After experiencing client withdrawals of nearly $8 billion in assets during the second quarter, Morgan Stanley’s U.S.-based advisors produced net inflows of $2.4 billion in the third quarter, the company said Wednesday.
When non-U.S. advisors are included, the combined FA force had net inflows of $5 billion vs. outflows of $5.5 billion in the previous quarter and outflows of $11.9 billion in the third quarter of 2009.
“Morgan Stanley advisors' results are impressive,” explained Mark Elzweig, an executive search consultant in New York, in a phone interview. “Keep in mind that the firm still has two parallel platforms [associated with its ’09 acquisition of Smith Barney], which have yet to be merged.”
The full brokerage firm and investment bank, however, said it had a net loss of $91 million, or $0.07 per diluted share, in Q3 vs. third-quarter 2009’s profits of $0.38 per share. The loss reflected trading losses as well as a $229 million write-down due to the bank’s decision to dump its investment in casino company Revel Entertainment Group.
In addition to the special charges for Revel, Morgan Stanley in its Q3 2010 release also saw a drop-off in trading profits, similar to the poor market conditions that other banks have reported this week as the third-quarter earnings season kicks off. Analysts’ expectations had called for earnings of $0.19 per share.
Morgan Stanley financial advisors grew total client assets by 7% over last quarter and 5% over year-ago results to $1.6 trillion. Thus, the firm’s 18,100 FAs manage $88 million in assets on average. Combined client assets at Morgan Stanley now top Merrill Lynch’s $1.5 trillion; however they fall short of Bank of America’s total retail-advisor assets of $2.2 trillion (when U.S. Trust results are included).
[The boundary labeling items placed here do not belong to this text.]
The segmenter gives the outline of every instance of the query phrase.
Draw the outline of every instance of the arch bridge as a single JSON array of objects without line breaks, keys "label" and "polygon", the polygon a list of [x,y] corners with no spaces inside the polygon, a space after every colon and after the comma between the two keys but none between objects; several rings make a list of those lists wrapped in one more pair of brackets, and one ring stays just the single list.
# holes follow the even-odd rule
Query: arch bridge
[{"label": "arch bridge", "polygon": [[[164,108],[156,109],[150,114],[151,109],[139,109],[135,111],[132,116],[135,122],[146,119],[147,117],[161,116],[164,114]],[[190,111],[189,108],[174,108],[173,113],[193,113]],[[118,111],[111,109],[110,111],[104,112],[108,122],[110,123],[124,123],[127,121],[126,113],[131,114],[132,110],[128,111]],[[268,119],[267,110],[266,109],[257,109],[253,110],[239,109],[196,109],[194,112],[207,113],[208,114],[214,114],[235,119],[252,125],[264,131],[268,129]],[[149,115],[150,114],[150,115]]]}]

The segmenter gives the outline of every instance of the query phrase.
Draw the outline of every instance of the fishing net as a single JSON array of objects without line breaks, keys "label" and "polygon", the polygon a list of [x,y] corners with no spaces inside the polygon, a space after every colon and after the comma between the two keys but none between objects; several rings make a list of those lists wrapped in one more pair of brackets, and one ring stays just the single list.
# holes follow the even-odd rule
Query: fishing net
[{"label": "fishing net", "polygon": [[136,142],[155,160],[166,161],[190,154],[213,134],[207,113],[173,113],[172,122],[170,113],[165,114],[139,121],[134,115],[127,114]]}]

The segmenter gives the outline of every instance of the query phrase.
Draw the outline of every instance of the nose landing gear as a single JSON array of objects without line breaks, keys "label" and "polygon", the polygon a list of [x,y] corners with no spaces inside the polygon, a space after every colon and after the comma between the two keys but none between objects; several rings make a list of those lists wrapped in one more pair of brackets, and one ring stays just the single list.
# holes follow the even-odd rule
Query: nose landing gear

In addition, Merrill advisors manage $99 million in assets on average.
“Morgan Stanley has a lot of high-quality advisors, and they control significant pools of assets,” explained Elzweig.
As for production, or fees and commissions per rep, Morgan Stanley FAs produced $686,000 in average annualized sales in the third quarter up from $679,000 in the second quarter and $662,000 last year.
While improving, this still puts Morgan Stanley Smith Barney advisors behind those at Merrill, who averaged $851,000 in annual fees and commissions in the third quarter.
In terms of headcount, Morgan Stanley lost 22 advisors and ended the quarter at 18,119. It is down 41 FAs from last year.
However, it is still ahead of Merrill’s 15,340 and Bank of America’s total advisor force of 16,790 financial advisors.
Morgan Stanley’s third-quarter results, which were reported one day after BofA-Merrill’s, “are another example of the retail side of a major firm holding its own – doing a good job despite volatile markets and the challenge of integration after a merger,” says Elzweig.
The two firms have gone through ongoing home-office turf battles and plenty of layoffs, he adds, and this has reduced the access advisors have to product specialists, especially at Morgan Stanley.